Seule une poignée de contacts de confiance possédaient ce numéro.

Il posa le crayon et décrocha.

Voyant « Lin Yuan » s'afficher à l'écran, son froncement s'accentua.

Lin Yuan connaissait ses règles.

À moins que le ciel ne lui tombe sur la tête, il n'appellerait jamais à cette heure.

Il était arrivé quelque chose à « Lianshan » ou « Hanqing » ?

Son pouls s'accéléra.

« Parle », répondit-il, voix stable mais grave.

Mo Qingli sentit le changement, son sourire s'effaça tandis qu'elle le regardait avec inquiétude.

Mais la voix au bout du fil ne livrait pas un rapport urgent.

C'était, au contraire, un souffle à peine contenu, une exaltation quasi incohérente.

« Vieux Lu ! Vieux Lu ! J-j'ai réussi ! »

Lu Chenyuan cligna des yeux.

Qu'avait-il réussi ?

Une percée technologique critique ? Un gros contrat signé ?

« Va à l'essentiel », dit-il sèchement.

« J'ai demandé Ren Qian en mariage ! Elle a dit oui ! On file à l'état civil maintenant ! » Lin Yuan avait l'air d'un gamin brandissant une copie parfaite.

Lu Chenyuan serra le téléphone, stupéfait.

Il jeta même un œil à l'écran pour confirmer qu'il avait bien entendu.

Cinq secondes entières passèrent.

Le masque sévère de l'« Empereur Dragon » se dissout lentement.

Jusqu'à ce qu'un sourire sincère, chaleureux, apparaisse.

« Compris. »

Juste trois mots.

Mais ils portaient un mélange fraternel d'amusement et de fierté.

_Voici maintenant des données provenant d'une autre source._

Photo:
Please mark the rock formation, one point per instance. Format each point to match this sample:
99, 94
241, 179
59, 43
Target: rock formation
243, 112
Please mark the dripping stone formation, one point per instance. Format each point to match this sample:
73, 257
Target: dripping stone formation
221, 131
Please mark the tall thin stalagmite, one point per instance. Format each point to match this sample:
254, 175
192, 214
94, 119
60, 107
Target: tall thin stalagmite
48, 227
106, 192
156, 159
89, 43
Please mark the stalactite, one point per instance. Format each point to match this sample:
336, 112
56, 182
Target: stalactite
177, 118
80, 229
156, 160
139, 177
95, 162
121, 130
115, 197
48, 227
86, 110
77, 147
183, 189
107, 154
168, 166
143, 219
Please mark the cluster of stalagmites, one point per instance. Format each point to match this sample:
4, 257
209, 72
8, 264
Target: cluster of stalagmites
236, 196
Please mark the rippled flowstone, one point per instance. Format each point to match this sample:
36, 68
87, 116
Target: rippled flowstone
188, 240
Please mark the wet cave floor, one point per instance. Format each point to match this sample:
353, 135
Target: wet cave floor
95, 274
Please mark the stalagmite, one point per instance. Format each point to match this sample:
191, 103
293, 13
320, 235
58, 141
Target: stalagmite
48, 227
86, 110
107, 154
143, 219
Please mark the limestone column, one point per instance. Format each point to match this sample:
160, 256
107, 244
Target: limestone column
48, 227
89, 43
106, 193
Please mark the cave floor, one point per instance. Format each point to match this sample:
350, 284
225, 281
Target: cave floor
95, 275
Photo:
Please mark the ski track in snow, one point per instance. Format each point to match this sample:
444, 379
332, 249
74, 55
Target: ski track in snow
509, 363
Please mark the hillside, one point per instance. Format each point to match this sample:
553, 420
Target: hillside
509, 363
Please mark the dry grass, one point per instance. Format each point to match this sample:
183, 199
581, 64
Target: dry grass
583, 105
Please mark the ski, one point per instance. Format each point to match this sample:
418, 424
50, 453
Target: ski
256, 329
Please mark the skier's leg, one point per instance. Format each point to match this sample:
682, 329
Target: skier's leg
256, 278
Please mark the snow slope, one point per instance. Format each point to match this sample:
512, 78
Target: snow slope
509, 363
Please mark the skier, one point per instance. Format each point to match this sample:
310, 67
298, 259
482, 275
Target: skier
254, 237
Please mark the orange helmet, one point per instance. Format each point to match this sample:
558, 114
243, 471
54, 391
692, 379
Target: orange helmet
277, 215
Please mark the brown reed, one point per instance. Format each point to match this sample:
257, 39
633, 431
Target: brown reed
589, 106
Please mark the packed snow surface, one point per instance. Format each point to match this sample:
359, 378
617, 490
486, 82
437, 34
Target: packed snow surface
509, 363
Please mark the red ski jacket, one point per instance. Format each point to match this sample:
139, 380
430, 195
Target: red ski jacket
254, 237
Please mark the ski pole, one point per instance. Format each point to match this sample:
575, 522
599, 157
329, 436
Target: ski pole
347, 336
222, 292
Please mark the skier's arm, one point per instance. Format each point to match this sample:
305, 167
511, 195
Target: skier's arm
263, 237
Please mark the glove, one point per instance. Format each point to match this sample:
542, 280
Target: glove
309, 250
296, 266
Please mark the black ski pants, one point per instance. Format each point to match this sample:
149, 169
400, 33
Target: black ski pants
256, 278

Mo Qingli, lisant son expression, devina la nouvelle et sourit à son tour.

« Vas-y alors », dit Lu Chenyuan dans le téléphone. « Ne fais pas attendre l'état civil. »

« Et quand vous rentrerez, vous trinquerez double à la fête. »

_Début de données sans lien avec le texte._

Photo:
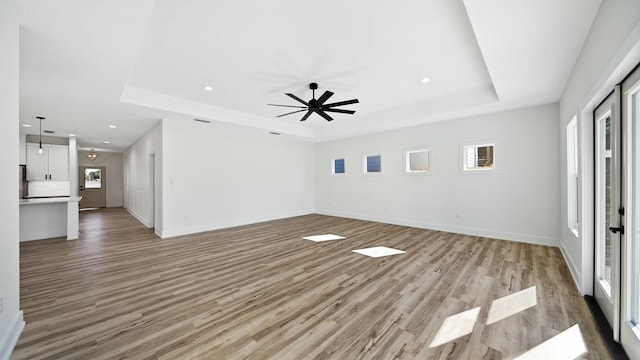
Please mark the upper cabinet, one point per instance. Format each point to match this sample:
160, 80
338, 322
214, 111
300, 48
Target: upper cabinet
52, 164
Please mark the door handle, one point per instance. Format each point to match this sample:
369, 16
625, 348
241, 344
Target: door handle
617, 229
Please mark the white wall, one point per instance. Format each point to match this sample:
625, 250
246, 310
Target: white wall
218, 175
518, 202
115, 176
139, 197
611, 50
11, 321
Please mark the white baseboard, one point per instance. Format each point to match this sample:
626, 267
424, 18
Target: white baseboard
158, 231
167, 233
45, 234
139, 217
10, 338
575, 273
500, 235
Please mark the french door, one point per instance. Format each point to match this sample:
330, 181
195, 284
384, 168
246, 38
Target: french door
608, 231
617, 212
630, 247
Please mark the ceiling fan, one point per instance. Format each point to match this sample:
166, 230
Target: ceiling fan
317, 105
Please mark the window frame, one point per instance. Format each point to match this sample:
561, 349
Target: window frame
573, 176
364, 164
478, 144
333, 165
407, 163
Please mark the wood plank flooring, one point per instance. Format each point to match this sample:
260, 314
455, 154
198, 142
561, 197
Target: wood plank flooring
262, 292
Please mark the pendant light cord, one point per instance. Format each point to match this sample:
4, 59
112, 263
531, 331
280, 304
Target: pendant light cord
40, 118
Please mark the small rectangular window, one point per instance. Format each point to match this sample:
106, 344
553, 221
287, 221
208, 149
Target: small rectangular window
480, 157
92, 178
338, 166
572, 175
417, 161
373, 164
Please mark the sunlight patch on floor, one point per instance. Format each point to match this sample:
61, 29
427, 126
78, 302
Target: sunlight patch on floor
379, 251
567, 345
324, 237
512, 304
456, 326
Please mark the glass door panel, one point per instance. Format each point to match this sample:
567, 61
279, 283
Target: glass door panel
630, 326
607, 219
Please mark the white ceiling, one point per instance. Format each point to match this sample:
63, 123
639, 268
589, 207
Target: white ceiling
86, 65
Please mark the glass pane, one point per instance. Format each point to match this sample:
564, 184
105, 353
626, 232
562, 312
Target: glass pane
374, 163
338, 166
92, 178
603, 201
418, 161
478, 157
635, 233
608, 169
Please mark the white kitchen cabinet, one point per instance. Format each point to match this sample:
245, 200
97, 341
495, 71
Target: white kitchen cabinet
52, 164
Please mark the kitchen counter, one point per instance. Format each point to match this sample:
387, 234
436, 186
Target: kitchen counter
44, 218
51, 200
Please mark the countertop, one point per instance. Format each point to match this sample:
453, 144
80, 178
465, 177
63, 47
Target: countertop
62, 199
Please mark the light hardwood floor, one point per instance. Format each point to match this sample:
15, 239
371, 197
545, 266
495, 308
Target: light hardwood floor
262, 292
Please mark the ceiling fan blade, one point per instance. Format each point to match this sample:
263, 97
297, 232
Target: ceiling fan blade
293, 112
323, 114
297, 98
340, 111
339, 103
306, 116
301, 107
327, 94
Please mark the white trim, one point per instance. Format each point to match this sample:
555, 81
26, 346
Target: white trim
364, 164
573, 269
499, 235
10, 338
230, 223
406, 162
333, 165
140, 218
477, 144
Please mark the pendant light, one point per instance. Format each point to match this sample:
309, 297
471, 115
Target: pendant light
92, 155
40, 150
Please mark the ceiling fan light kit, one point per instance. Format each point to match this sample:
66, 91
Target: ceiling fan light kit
318, 105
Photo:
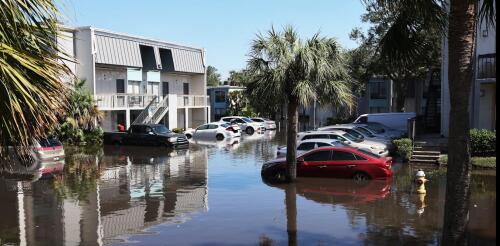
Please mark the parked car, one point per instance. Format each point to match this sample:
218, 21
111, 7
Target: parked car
268, 124
214, 130
146, 134
333, 162
398, 121
359, 132
309, 144
381, 130
246, 124
375, 147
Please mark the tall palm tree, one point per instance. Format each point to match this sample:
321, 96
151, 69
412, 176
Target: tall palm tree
297, 72
31, 92
460, 25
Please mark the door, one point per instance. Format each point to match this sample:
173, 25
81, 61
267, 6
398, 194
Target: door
343, 164
315, 164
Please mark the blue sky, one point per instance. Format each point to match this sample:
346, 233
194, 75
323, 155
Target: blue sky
224, 28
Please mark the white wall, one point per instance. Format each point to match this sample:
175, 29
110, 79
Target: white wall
84, 52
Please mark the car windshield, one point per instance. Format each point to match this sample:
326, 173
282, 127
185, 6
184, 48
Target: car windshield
338, 144
365, 132
352, 138
161, 129
366, 152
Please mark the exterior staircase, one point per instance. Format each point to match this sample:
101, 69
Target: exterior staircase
425, 154
153, 113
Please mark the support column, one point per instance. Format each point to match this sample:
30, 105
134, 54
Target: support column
186, 118
127, 118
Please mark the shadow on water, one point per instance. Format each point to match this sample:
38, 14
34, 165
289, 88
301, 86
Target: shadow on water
154, 196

Raccrochant, son sourire persistait.

Il baissa les yeux vers Mo Qingli, se sentant plus léger que jamais.

« Lin Yuan et Ren Qian se marient. »

« J'ai entendu. » Mo Qingli rit. « On dirait que notre mariage a eu une influence positive. »

« Mm. » Lu Chenyuan acquiesça, puis ajouta avec sécheresse :

« Ce gamin n'est pas complètement désespéré. »

« Au moins, il sait suivre un bon exemple. »

Mo Qingli éclata de rire face à son ton bourru.

Elle enlaça son cou.

« Devrais-je te féliciter toi aussi, du coup ? »

« Président Lu, vous apprenez vite. »

Lu Chenyuan plongea dans ses yeux taquins, si proches, et sentit une tendresse le submerger.

Il ne reprit pas le crayon à sourcils.

Au lieu de cela, il baissa la tête et l'embrassa.

Dehors, la nuit de Gedu scintillait de mille feux.

Éblouissante, trépidante, pourtant glaciale.

Et au sommet même de cette cage dorée, le souffle du printemps persiste.